Confiscati dai carabinieri del Ros beni
per 1,6 milioni a Ignazio Pullarà, 73enne di San Giuseppe Jato, esponente di
spicco della cosca di Santa Maria di Gesù, di cui in passato è stato anche
reggente, oggi detenuto dopo la condanna all’ergastolo per omicidio. Il
provvedimento evidenzia la pericolosità dell’uomo anche durante la detenzione,
alla luce della documentata possibilità di incidere nelle dinamiche economiche
del gruppo mafioso e di vedere tuttora riconosciuto il proprio sostentamento in
carcere e quello dei familiari. Dal carcere dove stava scontando l’ergastolo, il boss Ignazio Pullarà continuava a gestire
gli affari di famiglia attraverso il figlio Santi e due prestanome i fratelli
Antonio e Salvatore Macaluso. E’ quanto sostengono gli investigatori che hanno
chiesto ed ottenuto il sequestro dei beni intestati ai Macaluso per evidente
pericolosità sociale dei reali proprietari ovvero i Pullarà e per sproporzione
fra reddito dichiarato e consistenza patrimoniale. I Carabinieri del Ros hanno,
dunque, dato esecuzione a un decreto di confisca, emesso, su richiesta della
Procura Distrettuale Antimafia, dal Tribunale di Palermo – Sezione Misure di
Prevenzione proprio nei confronti di Pullarà. Si tratta di un esponente di
assoluto spessore della famiglia mafiosa di Palermo – Santa Maria di Gesù,
di cui in passato è stato anche reggente. Lo spiccato profilo criminale di
Pullarà è emerso anche dal suo coinvolgimento nelle complesse e sanguinose
vicende che condussero negli anni ’80 all’eliminazione degli storici capimafia
palermitani e dei soggetti a loro vicini e, dunque, all’avvicendarsi al potere
della cd. ala corleonese a cui si associarono gli esponenti delle articolazioni
mafiose palermitane, i quali trovarono così modo di affermarsi dopo il vuoto di
potere derivato dalle cd. guerre di mafia.

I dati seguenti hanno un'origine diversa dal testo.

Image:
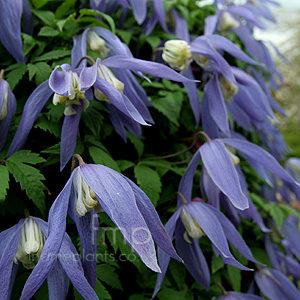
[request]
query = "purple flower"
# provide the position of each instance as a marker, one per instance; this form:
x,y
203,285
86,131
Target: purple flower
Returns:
x,y
10,23
193,219
93,186
7,109
28,243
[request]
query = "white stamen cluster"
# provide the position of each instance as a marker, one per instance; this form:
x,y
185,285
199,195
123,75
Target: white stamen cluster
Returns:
x,y
105,73
31,243
85,198
192,227
74,95
177,53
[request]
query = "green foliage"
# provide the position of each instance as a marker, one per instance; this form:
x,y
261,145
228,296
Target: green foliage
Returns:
x,y
29,177
149,181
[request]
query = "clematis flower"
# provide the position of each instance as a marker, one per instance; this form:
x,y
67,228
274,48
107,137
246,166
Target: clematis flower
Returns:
x,y
91,186
10,23
28,243
193,219
7,109
275,285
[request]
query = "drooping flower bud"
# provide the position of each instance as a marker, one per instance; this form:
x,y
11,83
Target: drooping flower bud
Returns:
x,y
85,198
177,53
96,44
31,243
74,95
105,73
228,88
192,227
227,22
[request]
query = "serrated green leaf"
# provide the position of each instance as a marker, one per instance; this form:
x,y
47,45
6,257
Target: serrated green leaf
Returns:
x,y
137,143
48,31
101,157
61,23
277,215
107,274
29,177
53,55
28,43
170,106
235,277
16,73
149,181
216,264
41,71
124,164
92,12
101,291
46,16
4,182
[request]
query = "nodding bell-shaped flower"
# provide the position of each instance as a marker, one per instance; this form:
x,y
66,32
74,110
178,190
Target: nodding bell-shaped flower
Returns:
x,y
177,53
96,43
106,74
73,96
193,229
229,89
31,243
227,22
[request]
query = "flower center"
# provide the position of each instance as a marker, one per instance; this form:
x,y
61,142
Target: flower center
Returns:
x,y
228,88
96,44
177,54
85,198
74,96
31,243
106,74
193,229
3,111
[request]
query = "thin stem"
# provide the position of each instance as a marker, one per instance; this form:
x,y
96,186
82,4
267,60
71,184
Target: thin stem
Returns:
x,y
85,57
155,51
224,292
182,197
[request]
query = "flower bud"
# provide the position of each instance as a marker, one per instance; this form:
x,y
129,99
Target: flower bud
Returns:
x,y
227,22
105,73
228,88
177,53
85,198
96,44
192,227
31,243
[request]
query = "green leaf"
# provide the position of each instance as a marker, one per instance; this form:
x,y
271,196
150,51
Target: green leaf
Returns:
x,y
41,71
53,55
48,31
234,277
153,41
124,164
149,181
170,106
216,263
28,43
4,182
101,291
29,177
46,16
107,274
137,143
101,157
39,3
92,12
277,215
16,73
61,23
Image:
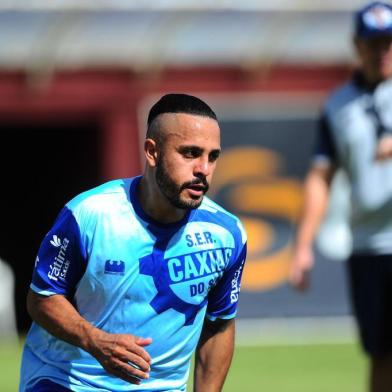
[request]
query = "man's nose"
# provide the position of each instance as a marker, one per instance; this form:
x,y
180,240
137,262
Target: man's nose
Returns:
x,y
202,167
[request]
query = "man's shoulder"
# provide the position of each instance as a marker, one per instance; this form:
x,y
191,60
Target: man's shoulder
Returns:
x,y
215,213
341,96
104,195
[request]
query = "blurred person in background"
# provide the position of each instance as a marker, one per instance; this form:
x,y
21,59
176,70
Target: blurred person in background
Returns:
x,y
355,135
137,274
7,303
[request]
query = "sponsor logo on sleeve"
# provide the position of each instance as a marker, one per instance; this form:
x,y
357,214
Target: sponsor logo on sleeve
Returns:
x,y
114,267
59,268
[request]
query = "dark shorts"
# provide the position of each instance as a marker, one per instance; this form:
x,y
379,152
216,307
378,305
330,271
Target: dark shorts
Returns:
x,y
47,386
371,294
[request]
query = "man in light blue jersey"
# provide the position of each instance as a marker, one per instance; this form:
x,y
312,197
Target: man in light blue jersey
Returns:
x,y
138,273
355,135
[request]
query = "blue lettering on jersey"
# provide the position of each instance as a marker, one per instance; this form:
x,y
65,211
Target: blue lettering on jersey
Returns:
x,y
183,282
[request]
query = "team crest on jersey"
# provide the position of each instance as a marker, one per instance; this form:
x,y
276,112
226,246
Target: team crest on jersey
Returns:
x,y
184,270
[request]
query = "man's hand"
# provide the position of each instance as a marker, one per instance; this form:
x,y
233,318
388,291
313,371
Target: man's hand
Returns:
x,y
301,265
384,148
121,355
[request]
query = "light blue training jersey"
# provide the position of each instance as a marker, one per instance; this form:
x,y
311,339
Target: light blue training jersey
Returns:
x,y
126,273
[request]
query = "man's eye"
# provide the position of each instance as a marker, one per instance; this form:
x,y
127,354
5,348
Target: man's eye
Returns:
x,y
191,153
214,156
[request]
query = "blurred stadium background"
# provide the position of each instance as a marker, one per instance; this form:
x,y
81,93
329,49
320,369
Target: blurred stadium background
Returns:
x,y
76,81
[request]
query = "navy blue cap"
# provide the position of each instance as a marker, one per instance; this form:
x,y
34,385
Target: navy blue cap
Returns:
x,y
373,20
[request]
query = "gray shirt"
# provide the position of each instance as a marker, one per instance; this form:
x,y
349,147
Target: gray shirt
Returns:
x,y
353,119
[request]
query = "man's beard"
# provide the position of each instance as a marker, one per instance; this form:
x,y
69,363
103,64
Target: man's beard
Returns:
x,y
173,192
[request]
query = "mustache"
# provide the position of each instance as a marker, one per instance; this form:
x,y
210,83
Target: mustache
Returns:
x,y
197,181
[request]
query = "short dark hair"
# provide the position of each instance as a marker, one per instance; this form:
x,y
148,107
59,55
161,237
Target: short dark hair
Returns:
x,y
180,103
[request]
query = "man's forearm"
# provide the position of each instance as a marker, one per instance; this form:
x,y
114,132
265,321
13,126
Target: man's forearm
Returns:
x,y
213,356
59,317
315,204
122,355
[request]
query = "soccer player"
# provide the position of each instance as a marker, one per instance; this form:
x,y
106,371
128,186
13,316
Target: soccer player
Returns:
x,y
355,135
138,273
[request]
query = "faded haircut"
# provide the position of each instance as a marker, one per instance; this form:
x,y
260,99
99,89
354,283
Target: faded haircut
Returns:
x,y
176,103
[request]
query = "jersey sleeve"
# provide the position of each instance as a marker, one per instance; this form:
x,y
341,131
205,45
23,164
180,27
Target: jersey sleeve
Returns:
x,y
223,298
61,259
324,149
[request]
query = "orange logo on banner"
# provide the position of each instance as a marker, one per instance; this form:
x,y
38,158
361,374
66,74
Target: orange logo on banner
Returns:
x,y
267,204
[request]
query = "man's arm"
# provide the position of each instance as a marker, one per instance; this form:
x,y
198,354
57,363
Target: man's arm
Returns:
x,y
316,193
213,355
114,351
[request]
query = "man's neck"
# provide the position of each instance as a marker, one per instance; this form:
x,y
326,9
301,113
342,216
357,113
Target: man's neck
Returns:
x,y
155,204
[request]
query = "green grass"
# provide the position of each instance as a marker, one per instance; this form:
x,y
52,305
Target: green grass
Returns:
x,y
309,368
10,355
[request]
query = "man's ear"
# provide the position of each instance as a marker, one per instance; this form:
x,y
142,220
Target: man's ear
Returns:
x,y
151,152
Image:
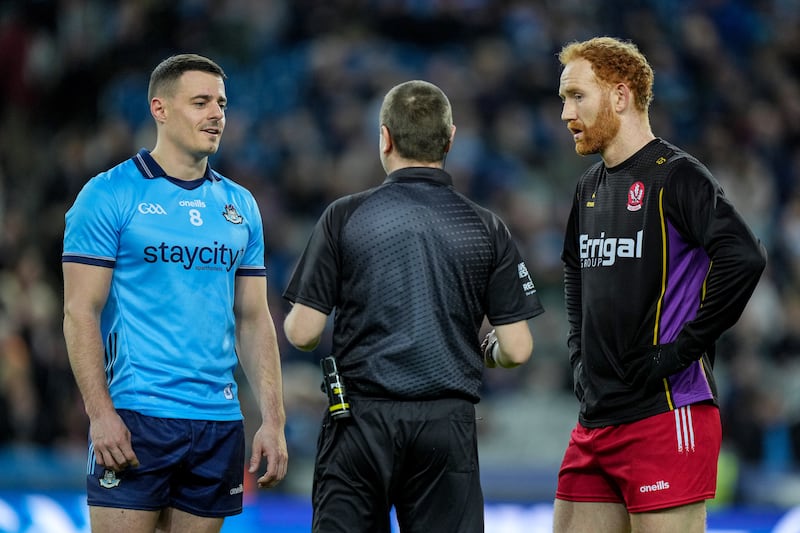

Il provvedimento di confisca avrebbe evidenziato che la pericolosità di Pullarà
non solo “deve certamente individuarsi come risalente ad un’epoca ancor
precedente alle prime condotte per cui è stato condannato, ma deve anche
ritenersi conservata sia durante lo stato di pluriennale latitanza, cessata ad
inizio degli anni ’90, e sia pure nel corso della successiva detenzione, alla
luce della documentata e perdurante possibilità di incidere nelle dinamiche
economiche del sodalizio mafioso e di vedere tuttora riconosciuto il proprio
sostentamento in carcere e quello dei familiari”.